Evaluation includes:

  1. Position the patient to maximize airway management and allow general patient evaluation.
  2. Evaluate and treat the ABCs as needed, being aware that the patient may have received a large amount of sedative drugs.
  3. Consider the need for endotracheal intubation.
  4. DO the DONT.
    1. Measure Dextrose.
    2. Look for the need for Oxygen.
    3. Check for Narcotic overdose.
    4. Consider the need for Thiamine. (Thiamine deficiency increases the risk of delirium, especially in the elderly.7)
  5. Be sure that all vital signs are addressed if needed – BP, HR, RR, SaO2, temp, rhythm (ECG monitor).
  6. Review clinical history and medication use (SAMPLE History).
  7. Perform a thorough physical exam.
  8. Perform a mental status examination.
  9. Obtain routine lab studies including: CBC, glucose, electrolytes, creatinine, BUN, calcium, U/A, ECG, Tox screen.
  10. Consider the need for other studies:  LP, CT of head, chest x-ray, liver function tests, thyroid function tests, EEG, MRI, therapeutic drug levels, B12 and folate levels.
  11. Treat specific organic causes for the delirium, for example:
    • Offending drug – discontinue.
    • Head trauma – CT brain scan, neurosurgical consultation.
    • Infection – give appropriate antibiotics.
    • FUO or stiff neck – LP
  12. Supportive Care:
    • Maintain adequate ABCs.
    • Maintain adequate hydration.
    • Mobilize the patient.
    • Orienting stimuli – clocks, windows, familiar people.
    • Avoid restraints as much as possible – both physical and chemical.
    • Calm reassurance.
    • Bedside sitters to help with orientation.
    • Relieve pain – opiates like MS rarely cause delirium, but meperidine is a common cause for confusion especially in the elderly.

* Before using droperidol, providers should be aware that, at the end of 2001, the FDA issued a black box warning pertaining to its use.

References

  1. Fife A, et al.

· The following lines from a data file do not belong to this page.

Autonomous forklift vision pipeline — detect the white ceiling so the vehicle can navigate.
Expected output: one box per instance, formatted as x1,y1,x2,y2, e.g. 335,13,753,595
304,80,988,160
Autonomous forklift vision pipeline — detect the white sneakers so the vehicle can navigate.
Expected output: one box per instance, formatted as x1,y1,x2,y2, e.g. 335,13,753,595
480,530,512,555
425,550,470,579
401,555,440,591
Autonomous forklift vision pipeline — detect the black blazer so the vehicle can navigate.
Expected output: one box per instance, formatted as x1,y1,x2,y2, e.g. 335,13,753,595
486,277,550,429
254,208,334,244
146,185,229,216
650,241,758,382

Psychiatric Emergencies: Agitation or Aggression. In: UpToDate, Rose BD (Ed), UpToDate, Wellesley, MA, 2002.
  2. Francis J. Prevention and Treatment of Delirium. In: UpToDate, Rose BD (Ed), UpToDate, Wellesley, MA, 2002.
  3. Asmussen D. Management of the Combative Patient. Health One Emergency Review. Vol 3, No 4, 2002:9-11.
  4. Hillman M. Emergency Medical Psychiatric Evaluation. Health One Emergency Review. Vol 3, No 4, 2002:7-12.
  5. Thomas H, et al. Droperidol versus haloperidol for chemical restraint of agitated and combative patients. Ann Emerg Med. 1992, April; 21(4): 407-13.
  6. Wise MG, et al. Concise guide to consultation psychiatry. American Psychiatric Press. 1988.
  7. O’Keeffe ST, et al. Thiamine deficiency in hospitalized elderly patients. Gerontology. 1994; 40:18.